As deer numbers were controlled on the Mar Lodge estate so the trees began to regenerate, thereby helping to cool the river temperature, 28 June 2021.

The salmon have already returned to the Beltie Burn so a short time can make a big difference, although the newly planted trees will take some years to provide shelter and summer temperatures will be critical.  Crathes also has a role to play; that is why it is so important that the millpond restoration is done correctly. The Coy Burn, already well wooded, is one of many tributaries draining into the Dee and providing good habitat in which salmon and trout can breed.
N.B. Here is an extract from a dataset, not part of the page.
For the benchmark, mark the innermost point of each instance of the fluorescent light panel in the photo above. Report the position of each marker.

As the rivers and burns heal and the salmon return, it will not be just anglers and the tourism industry that benefit; it will be a restoration for the land and the whole Deeside ecosystem.

The Coy Burn is well wooded in the Crathes estate, 26 October 2013.
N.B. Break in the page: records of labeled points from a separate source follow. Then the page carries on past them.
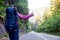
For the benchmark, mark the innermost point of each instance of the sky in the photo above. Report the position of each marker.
(37, 7)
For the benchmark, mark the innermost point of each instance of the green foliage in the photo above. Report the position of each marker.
(51, 24)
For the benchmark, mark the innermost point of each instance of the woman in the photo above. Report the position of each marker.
(11, 22)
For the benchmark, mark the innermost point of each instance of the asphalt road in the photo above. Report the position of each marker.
(38, 36)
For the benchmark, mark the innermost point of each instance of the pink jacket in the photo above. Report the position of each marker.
(25, 17)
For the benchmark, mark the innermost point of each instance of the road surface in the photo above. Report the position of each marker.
(38, 36)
Ultimately our land (and ocean) management can make or break us as a species.

As I open my Scottish Wildlife Trust magazine (November 2022) I see an interview with Peter Cairns, co-founder of the rewilding charity SCOTLAND: The Big Picture; the charity that made the Riverwoods film. Here is a quote from that interview:

Talk of loss has been the stock in trade of conservation communication for decades – it’s easy and can be evidenced, which makes conservationists comfortable. Hope is more nebulous but, equally, much more powerful. You have to tell the story of loss to provide a platform but if you want to enable change, hope is the key.

Let us follow the hope.

Updates:

  • Mike and Joanna have been on a course to enable them to enter garden plants onto the new database created for the PLANTS project (see ‘Home and away’ 20 August 2022). The Plants team are now back at Crathes for winter work to finalise their records. I find Nikki in the garden checking up on some deutzias. We look at some of the fruits of the blue sausage tree, Decaisnea fargesii. The seeds remind me of watermelons.
  • The Rose Garden contractors have finished and the wall has been re-built.
The blue sausage tree fruits, 11 November 2022.
The soil in the new design in the Rose Garden will be left to settle over the winter, 11 November 2022.
The contractors made a good job of rebuilding the garden wall, 27 October 2022.
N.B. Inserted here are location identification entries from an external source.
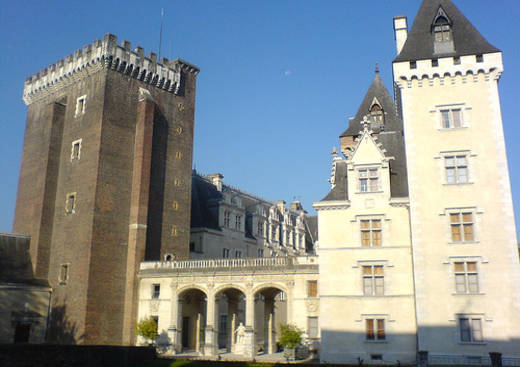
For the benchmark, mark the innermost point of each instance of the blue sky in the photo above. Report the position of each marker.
(278, 82)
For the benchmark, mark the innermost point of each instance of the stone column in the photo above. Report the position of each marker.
(232, 315)
(269, 316)
(210, 346)
(174, 329)
(249, 337)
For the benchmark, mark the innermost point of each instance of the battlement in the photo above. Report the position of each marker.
(164, 74)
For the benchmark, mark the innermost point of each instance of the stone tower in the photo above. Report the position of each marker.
(105, 181)
(466, 269)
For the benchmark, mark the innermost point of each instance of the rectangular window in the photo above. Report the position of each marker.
(312, 288)
(70, 203)
(370, 232)
(451, 118)
(375, 329)
(470, 330)
(312, 323)
(81, 103)
(456, 168)
(227, 219)
(63, 275)
(466, 277)
(373, 280)
(461, 226)
(156, 290)
(225, 253)
(75, 150)
(368, 180)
*Riverwoods was made by the rewilding charity SCOTLAND: The Big Picture.

2 thoughts on “The cycles of life

  1. Yes, a beautiful time of year, although this warm weather is strange and causing disruption – our fuschias are still flowering well but the midges in our garden are still out in force! Despite the gloom, there is indeed hope, and I think Mother Nature will adapt and prevail one way or another…. with or without us…. Hopefully more folk are realising the seriousness of the situation we have put ourselves in. Thank you for yet another interesting and very informative article – a ‘blue sausage tree” ?!! Wow!